Pick the file that matches the user's task. Read only what you need:

- **MCP server lifecycle** (create, configure auth, discover tools, set permissions): [reference/mcp-lifecycle.md](reference/mcp-lifecycle.md)
- **LLM proxy lifecycle** (create, allowed models, budget, conversation logging): [reference/llm-lifecycle.md](reference/llm-lifecycle.md)
- **Firewall rules** (every rule type with body schema and worked examples): [reference/rules-and-dlp.md](reference/rules-and-dlp.md)
- **Lambda functions** (Lua extension point — read/modify request & response, custom guardrails, header injection): [reference/lambda-functions.md](reference/lambda-functions.md)
- **Permissions & API keys** (tag model, scoping a downstream client to specific MCPs/tools/LLMs/models): [reference/permissions-and-keys.md](reference/permissions-and-keys.md)
- **Full endpoint reference** (every method, path, body, response): [reference/api-reference.md](reference/api-reference.md)
- **Errors & remediation**: [reference/errors.md](reference/errors.md)

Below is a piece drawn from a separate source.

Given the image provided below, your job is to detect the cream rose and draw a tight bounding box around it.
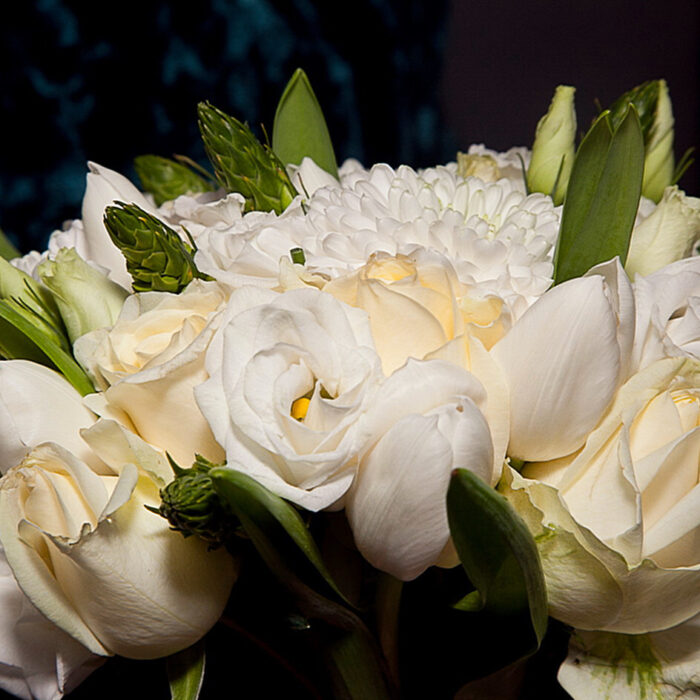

Worked end-to-end examples are in `scripts/examples/`:

- [scripts/examples/create-mcp.sh](scripts/examples/create-mcp.sh) — register an MCP, discover tools, mint a scoped API key
- [scripts/examples/configure-firewall-rule.sh](scripts/examples/configure-firewall-rule.sh) — IP ACL + rate limit + DLP redaction
- [scripts/examples/create-llm-proxy-with-budget.sh](scripts/examples/create-llm-proxy-with-budget.sh) — OpenAI proxy with allowed models and a monthly cap
- [scripts/examples/tail-logs.sh](scripts/examples/tail-logs.sh) — follow the audit log feed

## Versioning & stability

This skill targets the API as it stands at the date in the repository's HEAD commit. The `/api/*` paths are stable; new fields may be added to responses (your client should ignore unknown fields). Breaking changes will move under `/api/v2/`.